An MV computer system contains 512 DCH registers and 1024 BMC registers. The map registers are numbered from 0 through 07777.

The register formats are the same for DCH and BMC registers.

Even-Numbered Register Format

• V - validity bit; if 1 then processor denies access
• D - data bit; if 0 the channel transfers data, if 1 the channel transfers zeroes
• Reserved should be written to with zeroes; reading these returns an undefined state.

Odd-Numbered Register Format

• Res - hardware reserved
• Physical Page Number - associated with logical page reference.

I/O Channel Definition Register Format

N.B. [SHM] There are differences between the earlier Internals doc and the later PoP…

N.B. Writing to bits 3,4,7,8 or 14 with a 1 complements these bits. The IORST instruction clears these bits.

• ICE - channel error flag
• Res - reserved
• BVE - BMC validity error flag, if 1 BMC protect error has occurred
• DVE - DCH validity error flag, if 1 DCH protect errro has occurred
• DCH - Data Channel transaction, if 1 a DCH transaction is in progress
• BMC - BMC transfer flag, if 1 and BMC transfer is in progress
• BAP - BMC address parity error
• BDP - BMC data parity error
• DIS - disable block transfer
• DME - DCH mode, if 1 DCH mapping is enabled
• 1 - always set to 1 (previous version was 0 - this may differentiate - SHM)

I/O Channel Status Register Format

Old version…

• E - error flag
• Res - reserved
• XDCH - DCH map slots and operations supported
• 1 - always set to 1
• MSK - prevents all devices connected to channel from interrupting the CPU
• INT - Interrupt pending

New version…

• ERR - If 1 the I/O channel has detected an error
• Res - Reserved
• DTO - Data Time Out
• MPE - Map Parity Error
• 1 - Always set to 1 indicating extended DCH map slots and ops are supported
• CMB - Channel Mask Bit, if 1 prevents all devices interrupting the CPU; however the INTA instruction returns the device code of any device with its DONE flag set
• INT - Interrupt Pending, if 1 the channel is attempting to interrupt the CPU

I/O Channel Mask Register Format

This write-only I/O channel mask register (07701) specified a mask flag for each channel.
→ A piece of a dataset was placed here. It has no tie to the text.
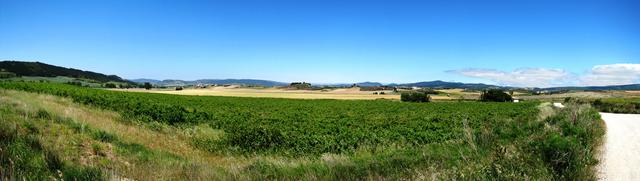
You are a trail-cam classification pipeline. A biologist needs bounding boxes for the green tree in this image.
[480,89,513,102]
[144,82,153,90]
[400,92,431,102]
[104,83,116,88]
When an I/O channel mask flag is set to 1, the CPU ignores all interrupt requests from devices on that channel.

The INTA instruction with a channel number returns on that channel the device code of the highest prioroty interrupting device which has its DONE flag set. With channel 7, the INTA instruction returns the device code of the highest priority interrupting device on the highest prioroty channel, regardless of the state of the I/O channel mast register flags.

An I/O channnel Bus Reset PRTRST instruction sets the mask bit to 0 for one channel, or for all channels (7).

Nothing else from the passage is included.